Une règle opérationnelle tirée de la littérature sur la criminalistique structurelle mérite d'être adoptée telle quelle : un verdict structurel non concluant constitue lui-même un signal. Les empreintes de producteur et les traces de navigateur headless comptent, et un résultat NON CONCLUANT est précisément le signal de fraude sur lequel il faut agir. Routez-le, ne le validez pas.

FAQ

Peut-on détecter un PDF généré par IA à partir des seules métadonnées ?

Non, pas de façon fiable. Le champ Producer n'est qu'une chaîne de texte brut, modifiable à volonté, si bien que contrer l'usurpation du producteur nécessite de vérifier plusieurs signaux structurels ensemble (motifs de numérotation des objets, méthodes d'incorporation des polices, cohérence des métadonnées XMP) plutôt que la seule chaîne du producteur. Les métadonnées sont surtout utiles comme couche de tri à fort rappel, qui oriente les fichiers suspects vers des contrôles structurels et transactionnels plus approfondis, la précision provenant des bases de référence par émetteur plutôt que d'une règle universelle.

Et si le fraudeur rédige un texte par IA dans Word puis l'exporte en PDF ?
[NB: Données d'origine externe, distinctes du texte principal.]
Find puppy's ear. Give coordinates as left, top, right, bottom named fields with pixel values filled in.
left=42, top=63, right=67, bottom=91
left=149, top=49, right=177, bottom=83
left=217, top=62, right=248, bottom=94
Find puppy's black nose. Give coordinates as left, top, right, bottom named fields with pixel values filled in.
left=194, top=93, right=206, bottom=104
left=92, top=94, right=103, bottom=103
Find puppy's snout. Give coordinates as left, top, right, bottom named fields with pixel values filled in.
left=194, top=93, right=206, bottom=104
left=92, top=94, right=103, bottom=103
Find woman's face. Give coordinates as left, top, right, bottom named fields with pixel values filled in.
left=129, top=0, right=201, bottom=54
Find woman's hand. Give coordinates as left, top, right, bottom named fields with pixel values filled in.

La criminalistique structurelle le qualifiera de document d'origine grand public, ce qui constitue une preuve faible dans un sens comme dans l'autre. Un fichier rédigé dans Word et exporté en PDF ressemble à n'importe quel export Word : l'origine apparaît comme « grand public », un résultat non concluant mais pas alarmant pour des documents dont on attend justement qu'ils viennent de Word. Pour des catégories de documents censées toujours provenir d'un ERP ou d'un système de facturation, ce même verdict constitue en revanche une forte anomalie. C'est le contexte propre à chaque catégorie de document qui pilote le scoring.

La facturation électronique structurée élimine-t-elle le problème ?

Elle réduit la surface d'attaque sans l'éliminer. Les formats structurés comme Factur-X portent un XML lisible par machine dont les champs peuvent être validés selon un schéma et des règles fiscales, plutôt que lus sur une image, et l'échange via plateforme ajoute un émetteur authentifié. Le risque résiduel se déplace en amont : une facture entièrement fabriquée mais conforme au schéma, provenant d'un faux fournisseur. Ce sont les contrôles d'identité et la validation du référentiel fournisseurs, et non la criminalistique au niveau du pixel, qui constituent le contrôle capable de repérer ce cas.